The segmented PF data was subsequently coded using the coding scheme adapted from Strijbos et al. (2012). Two independent coders (student assistants) segmented part of the data over several rounds, with 10% of the data each time, until an acceptable inter-rater reliability was reached (Krippendorf’s α = .81). No metacognitive PF was observed in the current data. The reliability of the coding was calculated for different levels of the coding scheme: main categories (i.e., cognitive, affective, and self-efficacy; Krippendorf’s α = .68), sub-categories (e.g., cognitive verification, cognitive elaboration, general cognitive statement, etc.; Krippendorf’s α = .81), and lowest level of sub-categories (e.g., cognitive confirmation, cognitive justification, content self-efficacy, PF self-efficacy, etc.; Krippendorf’s α= .76).

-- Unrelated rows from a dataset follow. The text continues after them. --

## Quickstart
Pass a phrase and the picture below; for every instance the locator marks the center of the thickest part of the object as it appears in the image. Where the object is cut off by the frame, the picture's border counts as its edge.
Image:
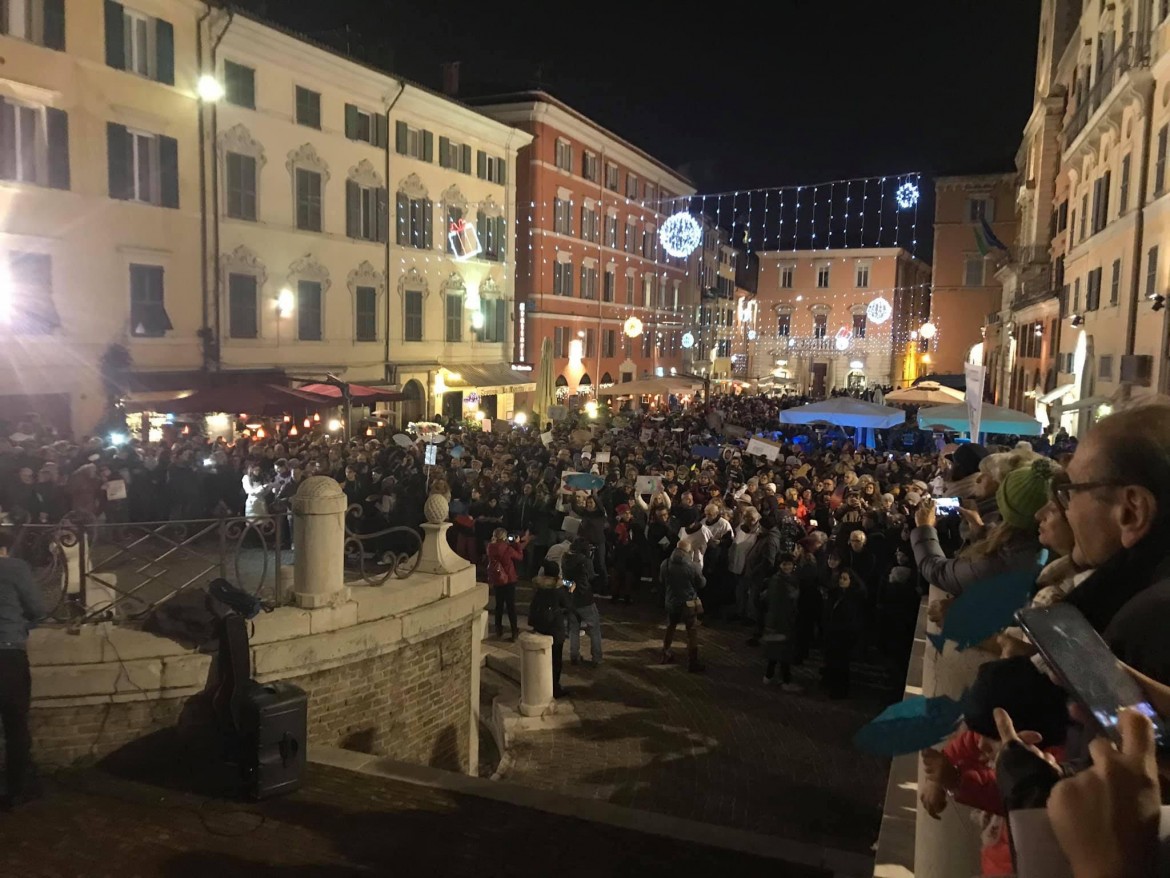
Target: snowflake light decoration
(907, 194)
(879, 310)
(680, 234)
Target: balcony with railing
(1131, 53)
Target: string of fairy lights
(659, 248)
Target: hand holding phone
(1088, 670)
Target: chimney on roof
(451, 79)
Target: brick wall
(412, 704)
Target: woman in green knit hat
(1009, 547)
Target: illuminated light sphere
(879, 310)
(907, 194)
(210, 88)
(680, 234)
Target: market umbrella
(358, 392)
(924, 393)
(909, 726)
(995, 419)
(545, 395)
(845, 412)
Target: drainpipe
(1135, 269)
(389, 235)
(213, 336)
(205, 330)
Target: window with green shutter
(308, 199)
(239, 84)
(39, 21)
(454, 304)
(240, 186)
(412, 315)
(365, 309)
(242, 306)
(308, 311)
(148, 302)
(308, 108)
(34, 144)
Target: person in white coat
(256, 492)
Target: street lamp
(210, 89)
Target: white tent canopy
(653, 386)
(924, 393)
(845, 412)
(993, 419)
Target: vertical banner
(975, 374)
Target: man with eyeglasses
(1116, 498)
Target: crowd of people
(814, 546)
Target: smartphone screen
(1089, 671)
(947, 505)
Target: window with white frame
(972, 269)
(565, 156)
(39, 21)
(562, 217)
(563, 279)
(861, 275)
(412, 315)
(590, 166)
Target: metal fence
(93, 571)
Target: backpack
(542, 611)
(496, 573)
(236, 598)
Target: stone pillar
(535, 673)
(951, 844)
(318, 527)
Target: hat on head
(965, 460)
(1023, 493)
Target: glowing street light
(210, 89)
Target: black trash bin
(273, 732)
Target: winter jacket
(955, 575)
(762, 558)
(682, 580)
(507, 554)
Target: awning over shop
(488, 379)
(653, 386)
(252, 398)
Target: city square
(442, 437)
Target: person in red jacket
(964, 769)
(503, 553)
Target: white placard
(648, 485)
(763, 447)
(975, 374)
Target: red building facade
(589, 255)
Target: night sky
(737, 98)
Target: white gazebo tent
(992, 419)
(845, 412)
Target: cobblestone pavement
(718, 747)
(97, 823)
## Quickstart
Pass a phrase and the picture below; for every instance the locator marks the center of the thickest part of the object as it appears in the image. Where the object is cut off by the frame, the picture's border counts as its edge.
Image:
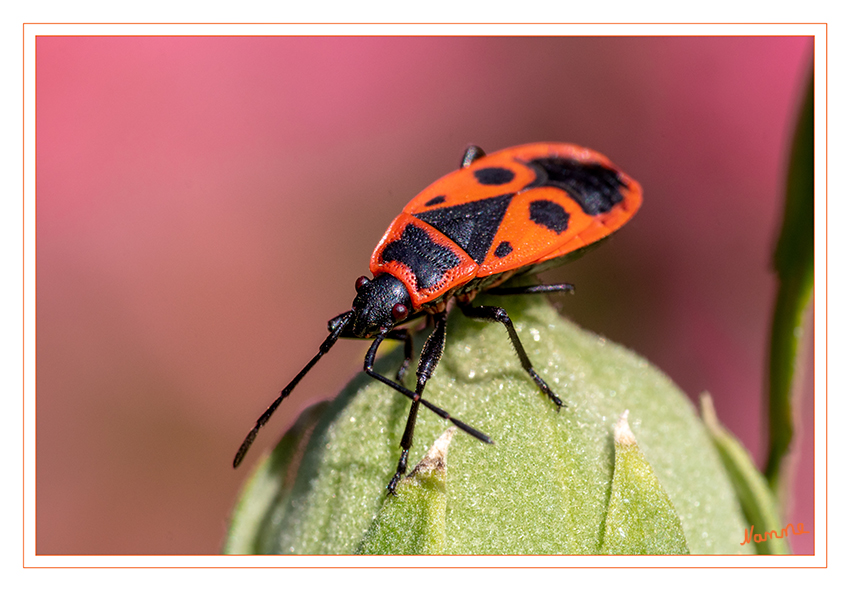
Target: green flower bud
(582, 480)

Although the main categories typically have higher reliability values than the smaller categories, because they are easier to distinguish, this was not the case for the current sample. The majority of the PF belonged to the main category ‘cognitive’, which might have resulted in the very few disagreements on the other main categories (self-efficacy and affective) causing a severe correction of the Krippendorff’s alpha value. The chance-correction level is higher for three categories (compared to the five subcategories within the cognitive category). Thus, it might be the case that the data did not have enough cases for the other main categories for a more accurate estimate of the inter-rater reliability. After reaching an acceptable inter-rater reliability value for the PF levels used for analysis in this study (Krippendorff’s α = .81), the same student assistants coded half of the remaining data each.

Peer feedback accuracy

For PF accuracy we adopt the definition of PF quality from Van Steendam et al. (2010), but limiting PF accuracy to the number of detected errors or correct statements. Accordingly, the provided PF was assessed in terms of the number of accurate comments about the correct,

incorrect or missing aspects in the peer solution that the participants provided PF on. The same student assistants who coded for PF type also coded the accuracy of the comments. Over several rounds, each time 10% of the data was coded until an acceptable level of inter-rater reliability was reached (Krippendorf’s α = .76). Afterwards, each student assistant coded half of the remaining data.

The PF accuracy score was not directly comparable because the two peer solutions had comparable and non-comparable parts. The peer solution in condition A was longer, and the other peer solution in condition B had more errors. The maximum PF accuracy score for the peer solution in condition A was 14 points, whereas it was16 points for condition B. To compare the two conditions, proportional PF accuracy scores were computed by dividing the number of accurate comments made by the maximum number of possible correct comments.